The application is comprised of a text field and a series of controls by which it is possible to change parameters of the lexical analysis process, as well as specify an arbitrary SPARQL endpoint and query for fetching candidate annotations. There are also four different complete pre-configured examples to select from demonstrating the various options and functionalities. One targets the Finnish edition of DBPedia while another targets the YSA thesaurus. The remaining two target the public SPARQL endpoint of DBPedia with different query restrictions.
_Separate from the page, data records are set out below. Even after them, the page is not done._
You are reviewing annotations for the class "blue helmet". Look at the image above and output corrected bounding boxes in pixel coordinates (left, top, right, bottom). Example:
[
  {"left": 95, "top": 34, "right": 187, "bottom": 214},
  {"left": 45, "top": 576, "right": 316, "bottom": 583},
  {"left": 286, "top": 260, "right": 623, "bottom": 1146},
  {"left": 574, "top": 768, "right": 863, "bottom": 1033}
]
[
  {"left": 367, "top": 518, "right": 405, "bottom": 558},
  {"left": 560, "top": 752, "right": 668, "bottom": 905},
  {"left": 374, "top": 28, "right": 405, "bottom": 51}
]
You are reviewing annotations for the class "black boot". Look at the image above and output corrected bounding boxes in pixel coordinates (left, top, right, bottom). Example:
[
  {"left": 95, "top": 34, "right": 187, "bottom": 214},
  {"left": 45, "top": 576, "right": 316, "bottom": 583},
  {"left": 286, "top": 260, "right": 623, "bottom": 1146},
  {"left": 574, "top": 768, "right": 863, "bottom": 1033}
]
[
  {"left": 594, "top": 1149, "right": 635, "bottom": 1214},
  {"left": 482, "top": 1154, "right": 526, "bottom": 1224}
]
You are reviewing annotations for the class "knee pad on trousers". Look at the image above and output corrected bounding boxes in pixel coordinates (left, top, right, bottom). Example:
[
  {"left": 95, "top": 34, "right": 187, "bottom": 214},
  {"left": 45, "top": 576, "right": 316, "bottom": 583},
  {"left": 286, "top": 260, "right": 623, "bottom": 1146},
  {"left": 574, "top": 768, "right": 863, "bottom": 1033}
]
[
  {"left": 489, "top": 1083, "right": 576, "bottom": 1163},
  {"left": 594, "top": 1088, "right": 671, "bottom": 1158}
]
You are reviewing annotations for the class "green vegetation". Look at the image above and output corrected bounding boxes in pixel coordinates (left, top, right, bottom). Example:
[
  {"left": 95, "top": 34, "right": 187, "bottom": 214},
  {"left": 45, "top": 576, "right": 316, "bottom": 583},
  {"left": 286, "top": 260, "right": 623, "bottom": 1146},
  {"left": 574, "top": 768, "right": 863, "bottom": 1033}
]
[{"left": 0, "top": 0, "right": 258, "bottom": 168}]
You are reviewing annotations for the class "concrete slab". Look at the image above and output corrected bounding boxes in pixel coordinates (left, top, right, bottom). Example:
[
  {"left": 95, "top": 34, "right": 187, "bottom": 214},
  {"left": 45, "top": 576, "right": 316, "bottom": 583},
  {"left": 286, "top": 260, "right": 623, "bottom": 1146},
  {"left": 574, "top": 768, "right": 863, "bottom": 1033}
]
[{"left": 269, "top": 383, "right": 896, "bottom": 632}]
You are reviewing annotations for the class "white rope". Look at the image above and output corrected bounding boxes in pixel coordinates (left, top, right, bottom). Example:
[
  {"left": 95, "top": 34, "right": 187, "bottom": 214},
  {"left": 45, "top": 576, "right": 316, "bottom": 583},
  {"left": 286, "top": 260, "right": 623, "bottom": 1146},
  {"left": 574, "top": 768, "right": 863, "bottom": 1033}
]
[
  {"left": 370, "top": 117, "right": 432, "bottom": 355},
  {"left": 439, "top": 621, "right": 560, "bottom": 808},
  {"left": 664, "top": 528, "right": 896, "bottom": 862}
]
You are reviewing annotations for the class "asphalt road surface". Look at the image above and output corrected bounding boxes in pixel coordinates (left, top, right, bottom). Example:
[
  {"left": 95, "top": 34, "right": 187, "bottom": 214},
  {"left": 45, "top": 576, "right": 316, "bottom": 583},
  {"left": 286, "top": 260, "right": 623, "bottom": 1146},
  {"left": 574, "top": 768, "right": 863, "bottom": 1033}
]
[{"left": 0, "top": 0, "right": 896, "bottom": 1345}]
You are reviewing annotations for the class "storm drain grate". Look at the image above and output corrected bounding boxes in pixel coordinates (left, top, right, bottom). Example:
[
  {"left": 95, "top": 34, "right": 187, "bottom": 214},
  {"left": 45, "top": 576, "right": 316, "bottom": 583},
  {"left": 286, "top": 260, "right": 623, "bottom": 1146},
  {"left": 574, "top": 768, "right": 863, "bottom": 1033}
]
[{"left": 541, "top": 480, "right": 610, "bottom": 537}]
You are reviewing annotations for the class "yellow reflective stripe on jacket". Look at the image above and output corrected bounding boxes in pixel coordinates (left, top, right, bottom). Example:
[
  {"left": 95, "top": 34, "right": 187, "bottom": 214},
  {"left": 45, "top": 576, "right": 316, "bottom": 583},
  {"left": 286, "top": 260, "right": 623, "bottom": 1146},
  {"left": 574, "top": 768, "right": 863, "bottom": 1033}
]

As a complete example, consider the analysisFootnote 3 of the Finnish sentence “Erkki Tuomiojan mukaan Suomen ulkoministeriön tietomurtoa käsiteltiin tasavallan presidentin Sauli Niinistön kanssa heti tämän lennettyä Helsinkiin” (According to Erkki Tuomioja, the data system break-in at the Ministry for Foreign Affairs of Finland was talked over with president Sauli Niinistö as soon as he had flown to Helsinki). Run with a configuration targeting the SPARQL endpoint of the Finnish edition of DBPedia, this results in finding the pages for “Erkki Tuomioja”, “Suomen ulkoministeriö” (the Ministry of Foreign Affairs of Finland), “tietomurto” (data system break-in), “presidentti” (president), “Sauli Niinistö”, “lentäminen” (flying) and “Helsinki”. Notable here is that first part of the compound word “Suomen ulkoministeriö" is still inflected, and the verb “lentäminen” is in its nominative form, not the base form. On the other hand, against the General Finnish Thesaurus, the concepts “tietomurto”, “presidentit” (notice the plural form version of the word) and “lentäminen” (again notice the nominative form of the verb) are found.

6 Conclusions

Based on the analysis and experience presented here, it is easily possible to create lightweight automatic semantic annotation systems just by combining a lexical analysis service with a standard vocabulary query interface. In addition, from analysis and prior experiments it seems that such systems can approach the accuracy and recall levels provided by more complex annotators, although this requires further experimentation to conclusively decide.

In addition to proving the basic premise, this work also highlighted some dirty details that must be taken into account when attempting the creation of such a system for highly inflected languages. In this work, these were surmounted for the automatic indexing of Finnish material by making use of more thorough morphological analysis of the text, as well as inflected form generation.